Fujitsu revealed a detailed roadmap for its new Arm architecture Monaka processor at the "Technology Update 2025" technology update event, clearly positioning the Monaka series as the company's next-generation critical data center CPU platform. The first batch of products is planned to be mass-produced in 2027 and adopt a 2 nm process technology.

The first Monaka processor is based on the Armv9-A instruction set architecture and adopts a 3D Chiplet stacking design. The core die is packaged with independent SRAM die and I/O die in the same package. Each processor integrates 144 CPU cores. Through dual-channel configuration, it can achieve a maximum scale of 288 cores on a single node. The platform supports 12-channel DDR5 memory, PCIe 6.0 interface, and CXL 3.0 interconnect, and is equipped with Arm SVE2 vector extensions for accelerating loads such as AI inference and high-performance computing (HPC). Fujitsu positions it as an energy-efficient data center processor for scenarios such as AI inference, numerical simulation, and large-scale data processing.

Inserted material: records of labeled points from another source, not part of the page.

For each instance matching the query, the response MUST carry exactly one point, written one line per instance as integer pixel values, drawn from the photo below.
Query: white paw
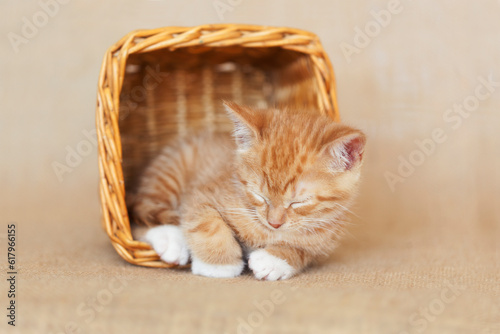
(169, 243)
(269, 267)
(199, 267)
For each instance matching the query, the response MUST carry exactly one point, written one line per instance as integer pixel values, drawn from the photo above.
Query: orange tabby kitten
(276, 194)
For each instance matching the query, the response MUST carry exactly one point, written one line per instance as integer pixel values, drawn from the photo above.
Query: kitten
(277, 193)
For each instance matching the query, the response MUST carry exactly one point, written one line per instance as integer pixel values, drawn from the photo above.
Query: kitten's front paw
(169, 243)
(269, 267)
(199, 267)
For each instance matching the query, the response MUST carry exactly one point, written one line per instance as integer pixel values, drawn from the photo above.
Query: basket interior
(169, 93)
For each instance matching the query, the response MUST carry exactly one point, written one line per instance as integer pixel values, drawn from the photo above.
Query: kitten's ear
(247, 124)
(346, 152)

On this basis, Fujitsu has planned a more specialized follow-up product form. The next stage of the roadmap is Monaka-X, which is expected to be launched at the end of 2029. This is a CPU-only product that will use a 1.4 nm-level process technology. Fujitsu said that Monaka-X will be the first product to implement Arm SME (Scalable Matrix Extension) on server CPUs, aiming to further enhance matrix computing capabilities to serve AI and HPC applications. The processor continues the 3D multi-chip multi-core layout and emphasizes the tightly coupled design with the GPU. At the same time, hardware security capabilities related to confidential computing are integrated into the platform as standard configuration to meet the data center's needs for security isolation and privacy computing.

The next step on the roadmap is the "Monaka-X with NPU" version planned for the second half of 2030. This version adds an in-package NPU (Neural Network Processing Unit) to the CPU, targeting local acceleration for workloads such as medium-scale large language models (LLM). Fujitsu is exploring the introduction of reconfigurable computing engines and dedicated quantization accelerators into the platform to better support the requirements for different accuracy and model structures during the inference process, and to strike a balance between energy efficiency and throughput.

According to the established route, Monaka-XX will be ushered in 2031. This generation is described as a “complete CPU–NPU fusion chip”. It also plans to use 1.4 nm or more advanced process nodes to deeply integrate general computing and intelligent acceleration on a single platform. Through this series of product iterations, Fujitsu aims to further advance in the direction of high core count and high energy efficiency in the Arm server market. At the same time, it continues to enhance the native AI acceleration capabilities at the architectural level, making AI inference and high-performance computing capabilities a basic feature of the data center platform rather than a plug-in option. The overall roadmap shows that Fujitsu is using a new generation of process technology, 3D Chiplet packaging and Arm ecological expansion to establish an Arm server product line from general-purpose efficient computing to deep AI integration between 2027-2031.